> -----Original Message-----
> From: tcwug-list-admin at tcwug.org [mailto:tcwug-list-admin at tcwug.org]On
> Behalf Of spencer at mail.tcopensys.com
>
> Although I may very well be wrong, becoming a legitamite
> co-op may be just as difficult and time consuming as becoming
> a NPO.  I
> would like to see the group solidify more on a "mission statement"
> before we decide how we are going to be treated in the real-world.
>
> I think we have to decide who and what we are before we
> decide 'how' we
> are.
> >
> >--
> >Daniel Taylor
> >dante at plethora.net
> >

All that written mission stuff has direct bearing on which IRS sections
apply and determine what you *can* be.

Getting to an approved 501c3 status (or other) is not easy these days
because so many have abused the system and there's a backlog.

The State of MN must first approve, then those Inc papers go to the IRS for
their review.
MN can and does approve things that the IRS will not: they don't have the
same purpose or rules.

It doesn't work to invent something and then try to tell IRS, state, et al,
what legal history really should be
  (they have been there and done that for a few hundred years already: TCWUG
hasn't).

Either design it to be something, including the IRS and other requirements,
or later discover whether it's allowed at all in the daydream form.

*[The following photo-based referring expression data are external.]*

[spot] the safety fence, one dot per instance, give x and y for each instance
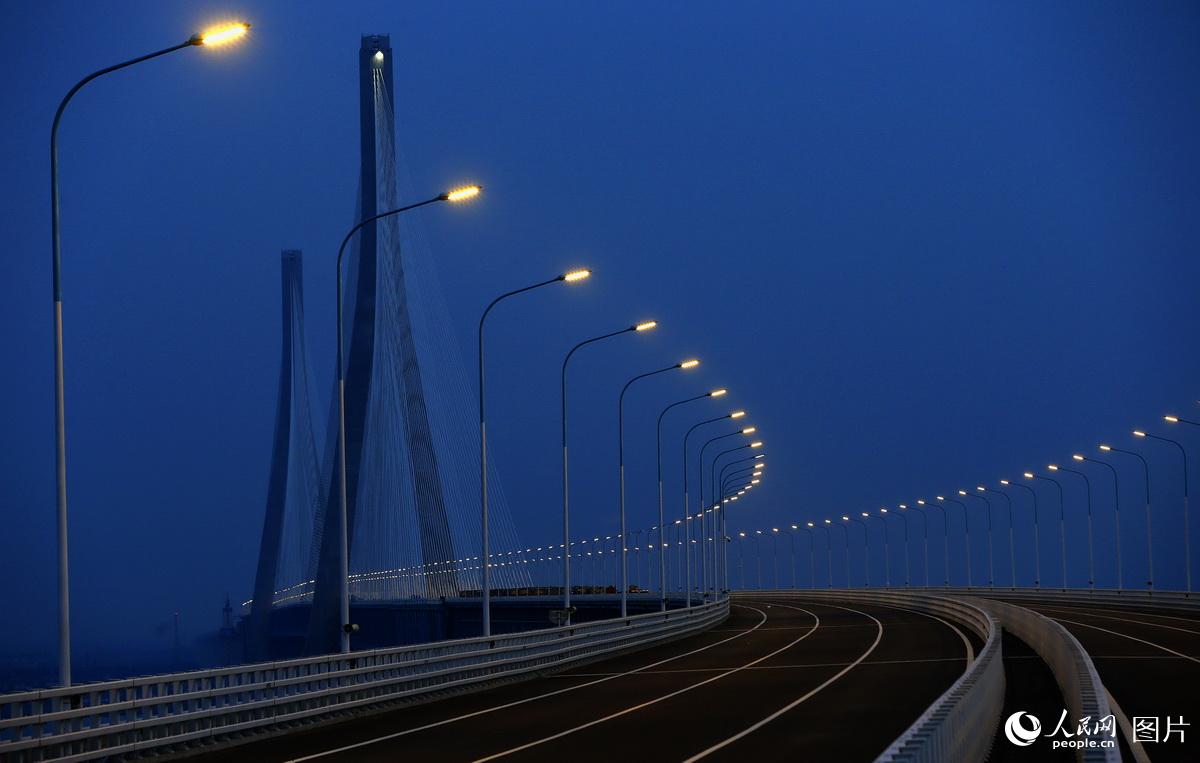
(198, 709)
(951, 728)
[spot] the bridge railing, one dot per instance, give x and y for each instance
(960, 725)
(205, 708)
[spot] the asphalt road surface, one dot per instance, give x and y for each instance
(785, 679)
(1149, 661)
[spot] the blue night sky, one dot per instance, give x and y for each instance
(925, 245)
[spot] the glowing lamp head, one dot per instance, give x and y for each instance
(457, 194)
(221, 35)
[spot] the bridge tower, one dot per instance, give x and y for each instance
(377, 193)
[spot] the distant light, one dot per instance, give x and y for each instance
(463, 193)
(222, 35)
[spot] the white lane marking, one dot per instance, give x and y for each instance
(1179, 654)
(816, 624)
(808, 665)
(1091, 613)
(520, 702)
(754, 727)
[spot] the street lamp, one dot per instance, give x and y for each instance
(1062, 526)
(621, 466)
(1012, 552)
(1150, 541)
(700, 472)
(1116, 509)
(1037, 539)
(991, 568)
(658, 451)
(687, 508)
(343, 560)
(573, 276)
(887, 553)
(208, 38)
(1091, 557)
(946, 539)
(646, 325)
(1187, 533)
(966, 530)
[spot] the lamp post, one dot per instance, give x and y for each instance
(1091, 557)
(966, 530)
(1012, 552)
(924, 523)
(991, 569)
(646, 325)
(718, 532)
(343, 560)
(700, 473)
(828, 548)
(621, 457)
(567, 277)
(1037, 535)
(1150, 540)
(1187, 532)
(867, 550)
(906, 568)
(1062, 526)
(946, 539)
(887, 554)
(687, 506)
(658, 451)
(210, 38)
(1116, 509)
(846, 533)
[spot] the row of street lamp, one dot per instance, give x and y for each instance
(983, 493)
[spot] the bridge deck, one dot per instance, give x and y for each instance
(779, 679)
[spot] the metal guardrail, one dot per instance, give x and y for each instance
(1073, 670)
(198, 709)
(960, 725)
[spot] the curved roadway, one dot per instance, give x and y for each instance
(1149, 661)
(781, 679)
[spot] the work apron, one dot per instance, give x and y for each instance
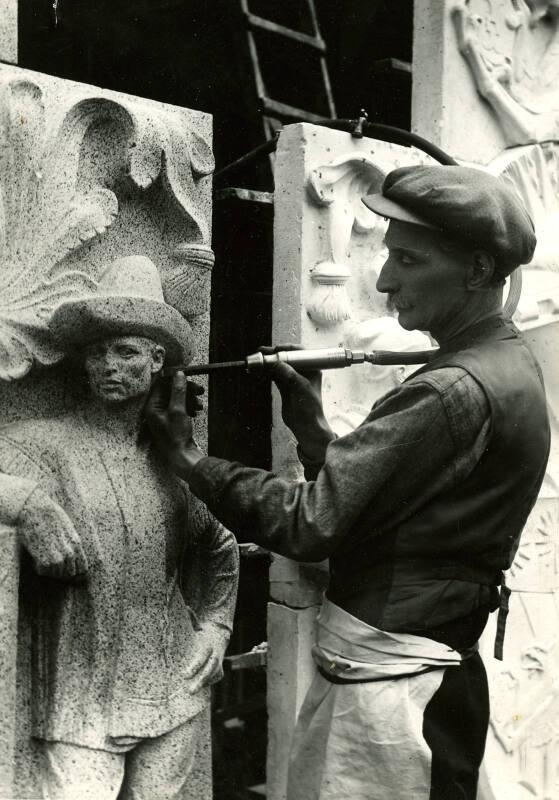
(361, 732)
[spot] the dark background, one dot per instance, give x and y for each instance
(195, 54)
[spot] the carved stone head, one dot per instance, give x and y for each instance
(129, 303)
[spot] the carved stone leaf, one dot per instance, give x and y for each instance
(160, 151)
(341, 185)
(43, 217)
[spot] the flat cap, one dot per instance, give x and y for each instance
(466, 203)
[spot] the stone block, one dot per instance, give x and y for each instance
(290, 668)
(106, 264)
(485, 75)
(8, 31)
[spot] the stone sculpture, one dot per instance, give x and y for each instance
(123, 659)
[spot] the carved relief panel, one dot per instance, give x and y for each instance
(512, 50)
(328, 250)
(97, 189)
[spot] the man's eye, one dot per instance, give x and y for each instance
(405, 259)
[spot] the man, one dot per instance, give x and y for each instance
(124, 659)
(419, 509)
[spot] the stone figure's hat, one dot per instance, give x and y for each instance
(129, 302)
(463, 202)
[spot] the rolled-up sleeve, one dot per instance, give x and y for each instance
(400, 456)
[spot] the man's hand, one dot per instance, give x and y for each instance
(207, 667)
(301, 405)
(171, 425)
(48, 535)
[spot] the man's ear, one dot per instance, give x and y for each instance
(481, 270)
(158, 355)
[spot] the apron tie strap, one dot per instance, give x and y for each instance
(502, 619)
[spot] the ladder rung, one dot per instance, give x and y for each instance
(272, 27)
(251, 196)
(284, 111)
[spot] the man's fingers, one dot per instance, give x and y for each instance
(195, 388)
(193, 403)
(157, 402)
(205, 675)
(199, 662)
(177, 400)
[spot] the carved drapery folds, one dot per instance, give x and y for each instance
(59, 191)
(512, 49)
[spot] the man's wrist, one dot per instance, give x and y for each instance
(314, 449)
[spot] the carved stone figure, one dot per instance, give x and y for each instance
(123, 659)
(512, 48)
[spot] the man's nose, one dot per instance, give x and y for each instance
(386, 281)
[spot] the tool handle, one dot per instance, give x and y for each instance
(393, 357)
(306, 360)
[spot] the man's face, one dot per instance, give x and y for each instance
(425, 284)
(121, 368)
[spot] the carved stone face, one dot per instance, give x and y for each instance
(121, 368)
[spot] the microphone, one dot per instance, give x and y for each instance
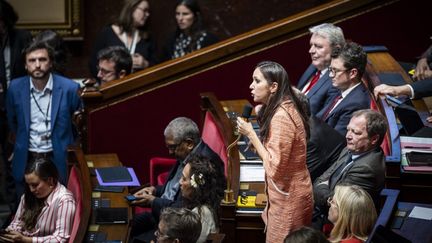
(247, 111)
(228, 192)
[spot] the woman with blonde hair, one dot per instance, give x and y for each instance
(353, 214)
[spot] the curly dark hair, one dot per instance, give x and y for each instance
(353, 56)
(208, 190)
(197, 26)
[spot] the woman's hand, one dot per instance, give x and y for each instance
(139, 62)
(422, 70)
(244, 128)
(14, 236)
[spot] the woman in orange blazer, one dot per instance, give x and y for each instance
(282, 148)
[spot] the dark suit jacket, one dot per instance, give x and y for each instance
(204, 150)
(321, 93)
(367, 171)
(65, 101)
(422, 88)
(339, 118)
(323, 147)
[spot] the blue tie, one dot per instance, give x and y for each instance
(339, 170)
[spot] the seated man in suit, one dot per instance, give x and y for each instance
(315, 82)
(182, 138)
(114, 62)
(360, 163)
(324, 144)
(346, 70)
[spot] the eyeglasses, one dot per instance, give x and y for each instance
(145, 10)
(104, 72)
(331, 202)
(160, 236)
(334, 71)
(173, 147)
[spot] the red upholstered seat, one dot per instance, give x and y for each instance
(212, 136)
(159, 169)
(74, 185)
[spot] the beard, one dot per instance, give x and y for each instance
(39, 74)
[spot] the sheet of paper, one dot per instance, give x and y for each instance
(251, 172)
(421, 213)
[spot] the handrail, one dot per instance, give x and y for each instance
(226, 51)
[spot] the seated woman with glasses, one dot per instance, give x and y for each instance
(352, 213)
(202, 193)
(46, 210)
(178, 225)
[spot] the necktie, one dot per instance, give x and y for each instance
(313, 81)
(339, 170)
(3, 81)
(330, 107)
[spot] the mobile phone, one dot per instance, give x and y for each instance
(393, 100)
(130, 198)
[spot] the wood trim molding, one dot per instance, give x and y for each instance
(226, 51)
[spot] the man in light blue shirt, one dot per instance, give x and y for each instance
(40, 107)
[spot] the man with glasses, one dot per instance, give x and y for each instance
(360, 163)
(182, 138)
(346, 69)
(178, 225)
(114, 62)
(315, 82)
(40, 108)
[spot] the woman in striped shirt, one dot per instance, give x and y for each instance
(46, 210)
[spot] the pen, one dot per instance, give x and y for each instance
(417, 147)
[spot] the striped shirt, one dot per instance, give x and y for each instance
(55, 221)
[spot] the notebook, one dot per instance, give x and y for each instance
(114, 174)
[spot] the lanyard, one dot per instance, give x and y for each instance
(132, 46)
(40, 109)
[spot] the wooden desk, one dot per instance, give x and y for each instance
(114, 231)
(237, 227)
(415, 230)
(413, 186)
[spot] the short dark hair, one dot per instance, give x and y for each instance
(353, 56)
(306, 235)
(182, 128)
(119, 55)
(376, 123)
(181, 224)
(37, 45)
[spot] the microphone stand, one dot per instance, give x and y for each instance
(228, 192)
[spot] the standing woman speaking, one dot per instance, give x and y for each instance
(129, 30)
(282, 148)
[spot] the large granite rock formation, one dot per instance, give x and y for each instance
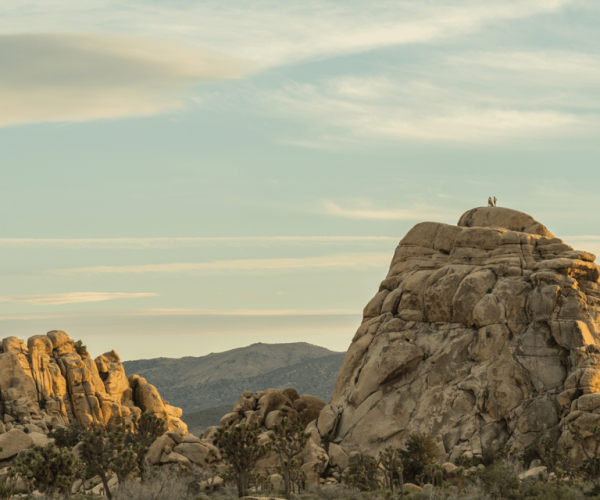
(51, 381)
(483, 334)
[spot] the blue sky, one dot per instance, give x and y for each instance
(179, 178)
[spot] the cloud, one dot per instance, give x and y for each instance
(78, 77)
(273, 33)
(166, 312)
(472, 97)
(365, 108)
(332, 262)
(69, 298)
(365, 211)
(152, 243)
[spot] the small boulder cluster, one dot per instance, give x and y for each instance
(268, 408)
(51, 382)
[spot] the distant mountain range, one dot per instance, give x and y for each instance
(218, 379)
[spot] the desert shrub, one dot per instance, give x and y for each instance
(241, 450)
(48, 468)
(463, 461)
(501, 478)
(421, 451)
(363, 472)
(6, 490)
(146, 429)
(288, 439)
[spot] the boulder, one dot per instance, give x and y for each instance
(157, 448)
(483, 334)
(195, 452)
(175, 458)
(338, 457)
(13, 442)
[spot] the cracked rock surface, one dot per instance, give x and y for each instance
(50, 381)
(483, 334)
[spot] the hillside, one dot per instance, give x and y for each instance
(218, 379)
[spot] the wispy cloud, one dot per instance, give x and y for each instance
(152, 243)
(364, 210)
(274, 33)
(432, 108)
(77, 77)
(164, 312)
(70, 298)
(332, 262)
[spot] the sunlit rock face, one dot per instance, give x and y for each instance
(483, 334)
(51, 381)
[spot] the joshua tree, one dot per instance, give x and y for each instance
(288, 439)
(146, 429)
(388, 459)
(241, 449)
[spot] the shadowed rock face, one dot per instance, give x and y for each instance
(50, 382)
(483, 334)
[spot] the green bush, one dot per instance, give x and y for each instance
(48, 468)
(501, 479)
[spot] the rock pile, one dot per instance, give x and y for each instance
(267, 408)
(52, 381)
(483, 334)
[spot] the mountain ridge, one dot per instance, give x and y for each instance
(218, 379)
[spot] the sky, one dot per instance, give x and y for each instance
(185, 177)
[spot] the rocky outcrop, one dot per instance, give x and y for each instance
(267, 408)
(482, 334)
(52, 381)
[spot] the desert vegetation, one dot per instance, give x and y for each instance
(92, 464)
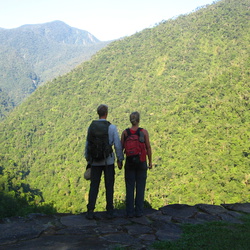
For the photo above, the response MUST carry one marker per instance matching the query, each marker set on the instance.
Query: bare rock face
(39, 231)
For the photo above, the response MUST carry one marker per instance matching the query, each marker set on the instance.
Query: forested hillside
(189, 79)
(33, 54)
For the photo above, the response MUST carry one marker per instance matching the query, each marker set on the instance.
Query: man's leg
(96, 173)
(109, 176)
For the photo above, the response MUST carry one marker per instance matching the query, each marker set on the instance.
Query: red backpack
(134, 145)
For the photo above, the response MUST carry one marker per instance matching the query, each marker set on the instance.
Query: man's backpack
(98, 140)
(135, 146)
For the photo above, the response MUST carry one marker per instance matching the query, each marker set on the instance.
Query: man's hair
(134, 118)
(102, 110)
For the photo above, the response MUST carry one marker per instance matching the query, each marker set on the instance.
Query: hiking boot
(110, 215)
(90, 215)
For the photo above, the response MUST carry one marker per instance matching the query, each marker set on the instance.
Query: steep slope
(189, 79)
(41, 50)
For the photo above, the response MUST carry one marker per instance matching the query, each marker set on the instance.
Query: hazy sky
(105, 19)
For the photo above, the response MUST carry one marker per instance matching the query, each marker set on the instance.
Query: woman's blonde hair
(134, 118)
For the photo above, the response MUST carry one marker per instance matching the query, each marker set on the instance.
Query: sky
(105, 19)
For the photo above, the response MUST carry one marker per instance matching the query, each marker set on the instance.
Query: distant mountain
(33, 54)
(189, 79)
(59, 32)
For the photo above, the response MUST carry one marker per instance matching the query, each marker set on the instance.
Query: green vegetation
(189, 79)
(213, 235)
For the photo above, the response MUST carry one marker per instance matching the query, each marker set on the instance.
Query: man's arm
(117, 146)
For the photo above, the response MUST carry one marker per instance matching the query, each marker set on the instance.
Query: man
(103, 163)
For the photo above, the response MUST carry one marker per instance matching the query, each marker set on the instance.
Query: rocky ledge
(66, 231)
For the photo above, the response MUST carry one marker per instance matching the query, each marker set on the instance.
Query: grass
(213, 235)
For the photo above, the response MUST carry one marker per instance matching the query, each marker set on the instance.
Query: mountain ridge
(189, 79)
(36, 53)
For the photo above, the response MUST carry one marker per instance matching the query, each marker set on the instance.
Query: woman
(136, 167)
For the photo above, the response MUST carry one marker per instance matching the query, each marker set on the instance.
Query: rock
(66, 231)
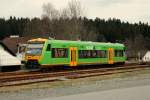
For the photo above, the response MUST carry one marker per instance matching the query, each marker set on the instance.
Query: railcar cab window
(59, 52)
(34, 48)
(48, 47)
(118, 53)
(92, 54)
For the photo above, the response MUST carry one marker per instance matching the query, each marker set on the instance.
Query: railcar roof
(86, 42)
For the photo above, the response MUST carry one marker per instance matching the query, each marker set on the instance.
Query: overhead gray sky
(126, 10)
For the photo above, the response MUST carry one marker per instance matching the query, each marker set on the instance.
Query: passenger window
(118, 53)
(48, 47)
(59, 52)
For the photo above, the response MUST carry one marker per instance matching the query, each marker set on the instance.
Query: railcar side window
(118, 53)
(48, 47)
(102, 53)
(59, 52)
(92, 54)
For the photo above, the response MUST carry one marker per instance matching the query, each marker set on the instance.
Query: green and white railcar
(41, 53)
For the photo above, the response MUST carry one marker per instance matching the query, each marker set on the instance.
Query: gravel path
(75, 86)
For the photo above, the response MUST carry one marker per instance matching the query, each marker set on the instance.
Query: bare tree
(50, 12)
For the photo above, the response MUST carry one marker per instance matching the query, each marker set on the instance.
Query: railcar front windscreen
(34, 49)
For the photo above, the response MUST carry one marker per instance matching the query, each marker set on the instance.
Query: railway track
(22, 78)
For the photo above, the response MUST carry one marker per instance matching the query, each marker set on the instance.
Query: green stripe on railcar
(48, 58)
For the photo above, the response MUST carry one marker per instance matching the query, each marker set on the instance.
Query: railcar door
(73, 56)
(110, 56)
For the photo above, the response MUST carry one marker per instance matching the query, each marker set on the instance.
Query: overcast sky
(126, 10)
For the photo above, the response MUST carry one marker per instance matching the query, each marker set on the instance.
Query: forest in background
(70, 24)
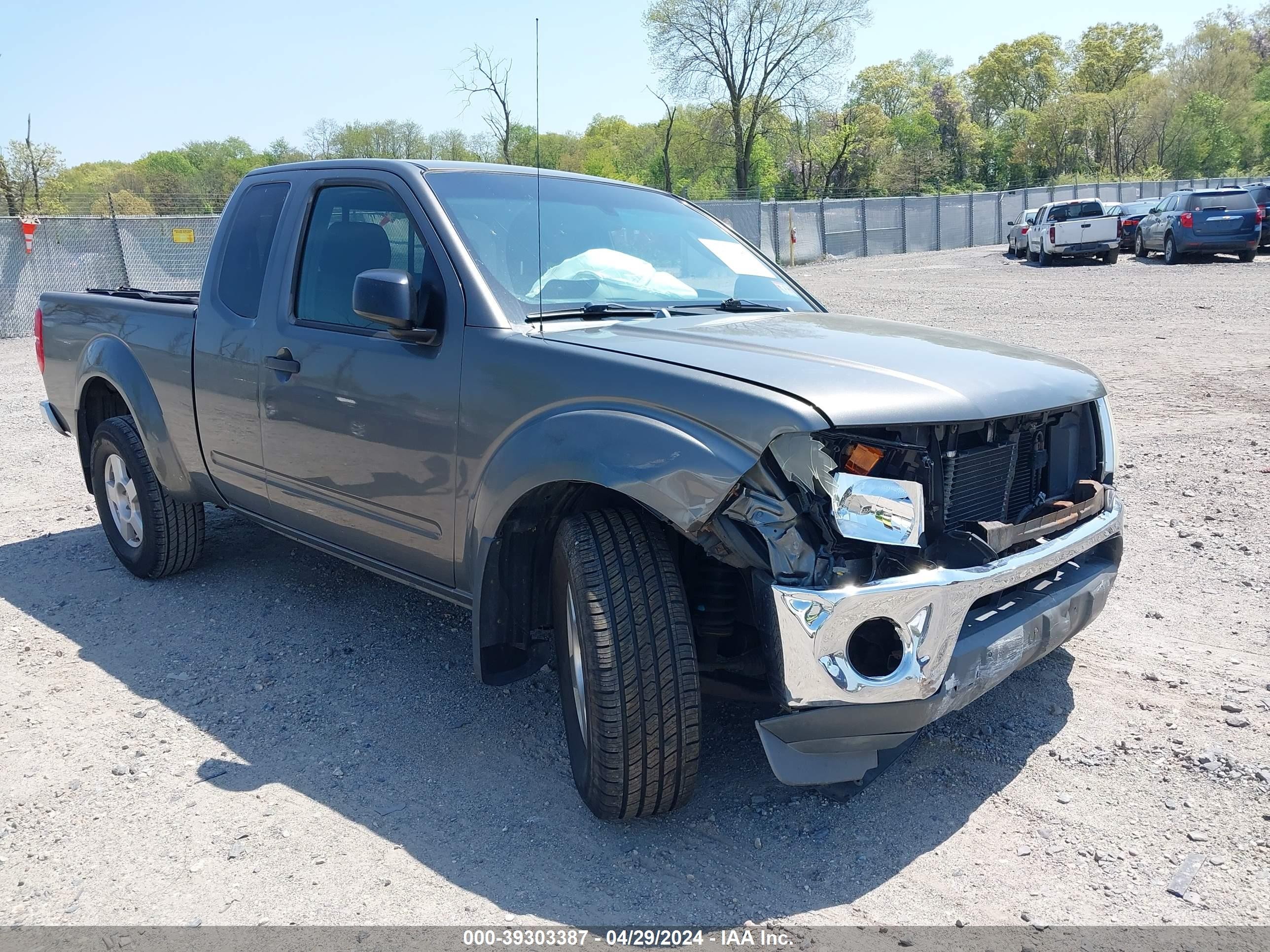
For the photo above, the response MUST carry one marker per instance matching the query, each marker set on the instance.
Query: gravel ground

Group forums and open committees of the hopeful but uninformed are not a
good way to get this stuff done.

Better to have some folks draft something and present it for review and
comment.

Needs: 1) mission stuff (what);
       2) techie stuff at outline level for function and interface
requirements (how);
       3) org stuff about official meetings, officers,
          who can vote, decisions, revenues, properties, amendments,
          and a dissolution clause (who, where, when, etc).